E sembra che ciò non accada a suo dispetto, ad esempio, come portato di un sistema bipolare incapace di dar voce al pluralismo che arricchisce la società civile e tale, per sua natura, da costringere a mutuare atteggiamenti di contrapposizione a prescindere. Ma, piuttosto, pare si collochi esattamente qui il crinale su cui la Presidente del Consiglio sta, via via, costruendo la sua modalità di governo: dividere non unire, fidelizzate fratelli ed affini, contrastare con veemenza i reprobi, causa storica e sentina di tutti i mali che la sua “missione” è chiamata a redimere.
In un momento in cui le sfide d’affrontare richiederebbero, senza rincorrere sincretismi inconcludenti, quindi rispettando le fisiologiche diverse opinioni ed i differenti compiti istituzionali, che, perlomeno, ci si ascolti. In altri termini, Giorgia Meloni non sembra in grado di porsi come leader del Paese, capace, cioè, di sostenere quel ruolo coesivo e tendenzialmente unificante di chi deve governare tutti gli italiani e non solo il proprio elettorato.
Al contrario, la misura che davvero le appartiene ed, infatti, le vien naturale, non va oltre una postura da capo di una fazione.
Dallo scranno più alto del governo, l’abito mentale che sovraintende al suo modo di porsi è pur sempre lo stesso che ha vestito dall’ opposizione, in particolare contro il governo di Mario Draghi. A tale proposito, peraltro, è comprensibile che, nel suo altalenante rapporto con Macron, abbia probabilmente letto la candidatura di Draghi a Presidente della Commissione europea, proposta dal collega transalpino, non come un “assist”, ma piuttosto, in linguaggio tennistico, la ricerca di un “ace”, il tentativo, cioè, del Presidente francese di segnare un punto a suo favore, senza farle toccare palla. Non a caso – solo una coincidenza temporale? – la Presidente del Consiglio ha preso cappello, nei giorni immediatamente successivi all’uscita di Macron – quasi fosse presa dal panico – per quanto si tratti di una prospettiva appena accennata e, peraltro, contraddetta dal diretto interessato.
L’aggressività con cui ha azzannato il povero Conte, capitato lì per caso, attesta un’allerta preoccupante, il bisogno vitale di scaricare una tensione crescente. Forse anche per stendere una cortina fumogena che veli l’ attacco che, a braccio, le è scappato di mano contro Mario Draghi. Insomma, Giorgia non è riuscita, d’ istinto, a trattenere quel che la Meloni non poteva dire. Cosicché è il cerchio magico che le sta attorno che, vivamente allarmato, ha dovuto intervenire a sua difesa e non il contrario come succede di solito. Bisogna comprenderla.
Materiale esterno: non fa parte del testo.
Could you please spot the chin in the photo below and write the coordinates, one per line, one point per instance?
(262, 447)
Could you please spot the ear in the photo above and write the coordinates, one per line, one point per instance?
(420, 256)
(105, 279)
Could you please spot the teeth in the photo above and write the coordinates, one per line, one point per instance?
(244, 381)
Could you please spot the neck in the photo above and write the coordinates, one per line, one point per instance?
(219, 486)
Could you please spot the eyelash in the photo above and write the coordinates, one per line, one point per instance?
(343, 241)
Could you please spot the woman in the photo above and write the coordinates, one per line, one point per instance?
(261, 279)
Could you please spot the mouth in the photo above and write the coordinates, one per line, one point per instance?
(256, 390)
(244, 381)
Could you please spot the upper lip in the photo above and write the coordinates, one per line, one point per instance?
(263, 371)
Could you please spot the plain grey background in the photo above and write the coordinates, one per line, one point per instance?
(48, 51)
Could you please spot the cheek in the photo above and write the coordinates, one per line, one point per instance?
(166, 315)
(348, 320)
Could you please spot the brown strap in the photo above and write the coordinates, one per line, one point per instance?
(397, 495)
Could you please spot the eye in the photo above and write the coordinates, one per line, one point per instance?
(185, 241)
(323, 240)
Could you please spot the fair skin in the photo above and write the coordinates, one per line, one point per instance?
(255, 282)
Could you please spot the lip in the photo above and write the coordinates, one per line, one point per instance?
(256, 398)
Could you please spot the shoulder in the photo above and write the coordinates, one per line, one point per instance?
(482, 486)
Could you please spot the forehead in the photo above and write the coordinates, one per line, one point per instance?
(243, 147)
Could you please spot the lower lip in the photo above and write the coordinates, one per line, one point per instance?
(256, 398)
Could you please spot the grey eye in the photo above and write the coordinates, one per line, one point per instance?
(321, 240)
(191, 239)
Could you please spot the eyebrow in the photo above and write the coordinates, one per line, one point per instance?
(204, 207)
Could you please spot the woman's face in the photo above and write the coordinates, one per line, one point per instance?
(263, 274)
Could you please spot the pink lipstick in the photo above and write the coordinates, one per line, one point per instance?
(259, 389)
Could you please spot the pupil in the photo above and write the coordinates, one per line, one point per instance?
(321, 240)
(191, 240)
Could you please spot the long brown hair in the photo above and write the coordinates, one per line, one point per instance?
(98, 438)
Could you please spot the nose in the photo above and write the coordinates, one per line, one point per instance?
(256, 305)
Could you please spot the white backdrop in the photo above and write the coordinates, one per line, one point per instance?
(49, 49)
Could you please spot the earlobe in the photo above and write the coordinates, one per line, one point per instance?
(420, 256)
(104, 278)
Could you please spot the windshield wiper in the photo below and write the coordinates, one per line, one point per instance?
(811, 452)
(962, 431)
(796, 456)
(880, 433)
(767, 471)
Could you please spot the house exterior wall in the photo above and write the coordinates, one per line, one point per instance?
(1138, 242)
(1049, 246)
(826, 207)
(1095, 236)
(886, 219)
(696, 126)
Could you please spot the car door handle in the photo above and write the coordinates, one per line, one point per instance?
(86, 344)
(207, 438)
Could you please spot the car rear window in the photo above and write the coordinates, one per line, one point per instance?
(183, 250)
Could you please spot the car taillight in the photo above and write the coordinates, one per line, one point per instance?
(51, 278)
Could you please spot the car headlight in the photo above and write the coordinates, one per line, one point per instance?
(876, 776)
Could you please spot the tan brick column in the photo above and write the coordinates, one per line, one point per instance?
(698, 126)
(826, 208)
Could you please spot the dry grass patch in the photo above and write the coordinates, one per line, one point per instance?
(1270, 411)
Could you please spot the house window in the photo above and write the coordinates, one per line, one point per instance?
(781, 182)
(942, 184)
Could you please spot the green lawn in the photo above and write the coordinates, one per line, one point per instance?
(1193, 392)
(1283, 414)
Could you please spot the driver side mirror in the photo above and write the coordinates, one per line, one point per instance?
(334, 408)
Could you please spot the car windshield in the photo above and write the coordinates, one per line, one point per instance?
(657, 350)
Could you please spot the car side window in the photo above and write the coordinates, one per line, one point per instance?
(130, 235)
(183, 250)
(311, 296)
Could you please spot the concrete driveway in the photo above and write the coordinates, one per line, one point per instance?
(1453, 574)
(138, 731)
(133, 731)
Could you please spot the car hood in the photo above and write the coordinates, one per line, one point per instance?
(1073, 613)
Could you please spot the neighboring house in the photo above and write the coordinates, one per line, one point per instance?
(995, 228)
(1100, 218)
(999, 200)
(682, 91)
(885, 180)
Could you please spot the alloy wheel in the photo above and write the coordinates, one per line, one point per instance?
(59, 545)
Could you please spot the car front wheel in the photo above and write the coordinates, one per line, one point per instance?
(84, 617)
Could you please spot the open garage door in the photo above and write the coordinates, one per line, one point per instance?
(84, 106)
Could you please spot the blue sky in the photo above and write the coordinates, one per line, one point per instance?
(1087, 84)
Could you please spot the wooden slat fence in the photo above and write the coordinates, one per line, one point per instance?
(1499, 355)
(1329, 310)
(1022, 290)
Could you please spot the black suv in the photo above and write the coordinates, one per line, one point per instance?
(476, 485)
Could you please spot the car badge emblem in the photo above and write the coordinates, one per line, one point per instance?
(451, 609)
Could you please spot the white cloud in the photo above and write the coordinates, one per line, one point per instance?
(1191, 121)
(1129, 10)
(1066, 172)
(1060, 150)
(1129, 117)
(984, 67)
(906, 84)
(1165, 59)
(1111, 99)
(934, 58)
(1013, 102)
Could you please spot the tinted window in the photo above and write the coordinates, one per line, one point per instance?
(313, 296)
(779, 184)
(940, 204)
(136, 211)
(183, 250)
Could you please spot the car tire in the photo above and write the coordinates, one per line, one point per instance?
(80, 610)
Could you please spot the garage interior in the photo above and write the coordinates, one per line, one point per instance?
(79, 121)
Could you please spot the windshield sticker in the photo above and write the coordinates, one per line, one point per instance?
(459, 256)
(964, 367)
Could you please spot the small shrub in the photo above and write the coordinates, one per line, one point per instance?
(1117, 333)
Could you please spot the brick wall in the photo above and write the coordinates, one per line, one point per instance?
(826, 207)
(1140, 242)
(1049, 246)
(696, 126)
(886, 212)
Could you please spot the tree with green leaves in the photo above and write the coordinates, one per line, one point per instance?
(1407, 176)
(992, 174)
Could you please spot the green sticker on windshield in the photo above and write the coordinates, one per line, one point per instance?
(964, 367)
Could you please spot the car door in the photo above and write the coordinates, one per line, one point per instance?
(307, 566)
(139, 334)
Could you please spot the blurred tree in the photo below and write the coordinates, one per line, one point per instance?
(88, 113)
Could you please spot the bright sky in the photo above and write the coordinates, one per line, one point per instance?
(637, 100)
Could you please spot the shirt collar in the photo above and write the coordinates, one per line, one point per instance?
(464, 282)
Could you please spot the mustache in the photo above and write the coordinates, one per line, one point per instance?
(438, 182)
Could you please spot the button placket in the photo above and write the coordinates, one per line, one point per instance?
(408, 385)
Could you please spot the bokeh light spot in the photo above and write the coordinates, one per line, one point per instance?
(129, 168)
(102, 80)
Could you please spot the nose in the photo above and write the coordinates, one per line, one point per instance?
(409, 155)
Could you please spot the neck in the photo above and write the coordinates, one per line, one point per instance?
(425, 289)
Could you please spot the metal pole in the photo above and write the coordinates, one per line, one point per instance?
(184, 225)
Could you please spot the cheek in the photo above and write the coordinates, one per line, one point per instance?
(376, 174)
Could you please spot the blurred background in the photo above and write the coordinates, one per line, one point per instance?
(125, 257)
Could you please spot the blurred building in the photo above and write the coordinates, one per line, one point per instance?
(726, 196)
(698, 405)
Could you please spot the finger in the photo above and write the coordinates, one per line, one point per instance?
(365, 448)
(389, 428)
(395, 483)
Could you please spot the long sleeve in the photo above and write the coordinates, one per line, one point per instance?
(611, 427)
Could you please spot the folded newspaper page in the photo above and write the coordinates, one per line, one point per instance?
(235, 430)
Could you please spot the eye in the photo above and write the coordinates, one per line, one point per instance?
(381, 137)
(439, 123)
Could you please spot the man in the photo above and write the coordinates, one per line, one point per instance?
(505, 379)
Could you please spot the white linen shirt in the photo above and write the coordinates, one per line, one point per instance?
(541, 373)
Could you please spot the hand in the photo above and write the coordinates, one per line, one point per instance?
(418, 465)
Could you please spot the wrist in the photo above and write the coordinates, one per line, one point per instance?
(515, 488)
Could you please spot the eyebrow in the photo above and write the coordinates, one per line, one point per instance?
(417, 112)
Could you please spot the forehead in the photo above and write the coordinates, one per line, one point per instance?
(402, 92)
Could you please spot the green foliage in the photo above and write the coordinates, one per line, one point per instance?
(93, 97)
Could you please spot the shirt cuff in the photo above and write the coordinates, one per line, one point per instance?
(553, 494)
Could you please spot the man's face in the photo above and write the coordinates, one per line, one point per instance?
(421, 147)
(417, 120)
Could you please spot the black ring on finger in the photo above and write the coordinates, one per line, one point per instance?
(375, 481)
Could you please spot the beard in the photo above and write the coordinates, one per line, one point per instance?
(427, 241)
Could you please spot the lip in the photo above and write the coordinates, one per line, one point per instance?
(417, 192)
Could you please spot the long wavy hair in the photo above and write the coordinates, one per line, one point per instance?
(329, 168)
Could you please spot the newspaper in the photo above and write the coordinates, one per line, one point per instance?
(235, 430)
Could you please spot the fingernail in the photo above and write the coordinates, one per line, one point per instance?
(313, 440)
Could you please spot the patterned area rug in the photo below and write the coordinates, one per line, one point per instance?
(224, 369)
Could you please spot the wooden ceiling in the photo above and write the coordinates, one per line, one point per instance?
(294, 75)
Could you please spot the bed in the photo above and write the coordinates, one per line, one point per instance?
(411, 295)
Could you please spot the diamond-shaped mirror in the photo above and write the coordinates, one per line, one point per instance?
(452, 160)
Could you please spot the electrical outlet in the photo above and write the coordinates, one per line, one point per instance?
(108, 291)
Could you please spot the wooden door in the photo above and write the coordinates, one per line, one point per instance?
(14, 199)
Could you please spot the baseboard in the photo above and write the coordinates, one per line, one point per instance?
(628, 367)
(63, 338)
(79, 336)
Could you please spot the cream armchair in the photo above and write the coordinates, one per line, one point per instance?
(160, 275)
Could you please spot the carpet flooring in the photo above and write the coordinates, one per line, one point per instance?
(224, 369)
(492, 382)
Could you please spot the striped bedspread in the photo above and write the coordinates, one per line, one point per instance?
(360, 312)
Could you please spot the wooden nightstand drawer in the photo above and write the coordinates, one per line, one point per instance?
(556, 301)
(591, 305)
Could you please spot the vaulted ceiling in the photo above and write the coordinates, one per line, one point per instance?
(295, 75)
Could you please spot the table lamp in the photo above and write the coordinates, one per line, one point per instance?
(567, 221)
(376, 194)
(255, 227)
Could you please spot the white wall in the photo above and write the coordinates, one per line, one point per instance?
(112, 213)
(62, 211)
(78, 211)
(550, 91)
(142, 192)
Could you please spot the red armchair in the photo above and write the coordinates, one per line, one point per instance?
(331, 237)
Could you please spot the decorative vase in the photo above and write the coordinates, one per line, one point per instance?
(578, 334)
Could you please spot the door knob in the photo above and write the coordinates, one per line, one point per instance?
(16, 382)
Se davvero approdasse a Bruxelles un personaggio della statura di Mario Draghi, la cui autorevolezza è universalmente riconosciuta al di qua ed al di là dell’Atlantico, molti in lui vedrebbero, in controluce al ruolo europeo, l’ “italiano”, l’ uomo che, di fatto e per quanto informalmente, garantisce per il suo Paese d’ origine. Ed, a quel punto, addio sogni di gloria….anche sul piano delle relazioni internazionali, per la signora di Palazzo Chigi, la cui immagine finirebbe per essere inevitabilmente oscurata, nel cono d’ombra proiettato da Draghi.